Warum ist die britische Insel Isle of Man nicht Teil der EU?

Die Isle of Man (früher: Isle of Mann, auf Manx: Ellann Vannin) ist eine Insel in der Irischen See. Sie gehört aber nicht zu Großbritannien damit auch nicht zur Europäischen Union. Als autonomer Kronbesitz ist sie direkt der britischen Krone unterstellt. Das gilt auch für die Kanalinseln mit den beiden selbstverwalteten "Vogteien" (bailiwick) Jersey und Guernsey.

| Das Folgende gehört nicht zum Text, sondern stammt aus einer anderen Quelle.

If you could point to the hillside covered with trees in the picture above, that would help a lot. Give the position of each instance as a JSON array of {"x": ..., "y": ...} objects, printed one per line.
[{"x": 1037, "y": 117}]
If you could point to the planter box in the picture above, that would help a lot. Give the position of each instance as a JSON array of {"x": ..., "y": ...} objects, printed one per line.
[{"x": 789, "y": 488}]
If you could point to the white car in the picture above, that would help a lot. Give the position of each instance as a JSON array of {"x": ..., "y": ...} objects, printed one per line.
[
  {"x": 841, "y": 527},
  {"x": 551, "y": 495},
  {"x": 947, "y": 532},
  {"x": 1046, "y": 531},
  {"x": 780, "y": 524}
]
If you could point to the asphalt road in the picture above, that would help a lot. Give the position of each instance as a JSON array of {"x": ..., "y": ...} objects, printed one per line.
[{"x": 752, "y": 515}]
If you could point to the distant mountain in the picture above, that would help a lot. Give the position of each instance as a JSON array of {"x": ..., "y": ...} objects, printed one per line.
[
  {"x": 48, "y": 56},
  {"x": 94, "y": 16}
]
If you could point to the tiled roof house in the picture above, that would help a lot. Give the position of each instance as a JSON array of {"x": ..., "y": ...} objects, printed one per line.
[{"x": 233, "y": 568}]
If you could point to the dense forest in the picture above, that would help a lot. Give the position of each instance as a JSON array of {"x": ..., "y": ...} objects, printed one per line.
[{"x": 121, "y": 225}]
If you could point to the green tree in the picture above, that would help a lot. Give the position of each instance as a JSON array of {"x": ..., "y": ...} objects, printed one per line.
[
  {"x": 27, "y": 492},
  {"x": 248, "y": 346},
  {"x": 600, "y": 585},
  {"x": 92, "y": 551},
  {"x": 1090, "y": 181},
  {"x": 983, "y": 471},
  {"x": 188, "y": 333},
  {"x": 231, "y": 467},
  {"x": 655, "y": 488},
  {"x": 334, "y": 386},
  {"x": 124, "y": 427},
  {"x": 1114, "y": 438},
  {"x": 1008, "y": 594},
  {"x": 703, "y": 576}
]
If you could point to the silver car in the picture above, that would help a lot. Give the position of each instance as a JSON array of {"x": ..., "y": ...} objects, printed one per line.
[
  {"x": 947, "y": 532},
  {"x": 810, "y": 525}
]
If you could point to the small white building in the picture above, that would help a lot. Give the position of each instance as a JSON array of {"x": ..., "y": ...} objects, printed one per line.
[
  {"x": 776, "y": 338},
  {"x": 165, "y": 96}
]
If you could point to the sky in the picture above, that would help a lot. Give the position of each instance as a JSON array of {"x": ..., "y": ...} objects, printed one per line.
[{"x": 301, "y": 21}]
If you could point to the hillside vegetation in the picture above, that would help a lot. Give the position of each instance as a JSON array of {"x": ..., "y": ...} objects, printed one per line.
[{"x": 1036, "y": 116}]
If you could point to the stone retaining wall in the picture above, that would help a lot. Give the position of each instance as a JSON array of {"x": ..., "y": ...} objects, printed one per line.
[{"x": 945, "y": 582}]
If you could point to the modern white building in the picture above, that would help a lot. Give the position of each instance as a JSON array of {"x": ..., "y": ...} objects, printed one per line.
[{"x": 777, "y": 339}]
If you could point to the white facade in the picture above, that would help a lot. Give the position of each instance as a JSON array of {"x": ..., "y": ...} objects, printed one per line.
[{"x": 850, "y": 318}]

Zwischen dem 8. und 10. Jahrhundert wurde die Isle of Man ein Außenposten der Wikinger und war bis zum 13. Jahrhundert Teil des norwegischen Königreichs der Hebriden. Danach wurde sie an Schottland abgetreten und kam 1765 an die britische Krone. Die Bewohner bezeichnen sich und ihre Insel nach der ausgestorbenen keltischen Sprache als Manx. Heute wird auf der Insel Englisch gesprochen.

Obwohl die Isle of Man kein Mitglied der Europäischen Union ist, gilt ein Teil des EU-Rechts auch auf der Insel. Sie ist auch Teil der EU-Zollunion. Mit Ausnahme der Außen- und Verteidigungspolitik - für diese ist das Vereinigte Königreich zuständig - wird die Insel selbstverwaltet. Der Tynwald wurde bereits 979 gegründet und ist das älteste Parlament der Welt. Es besteht aus zwei Kammern.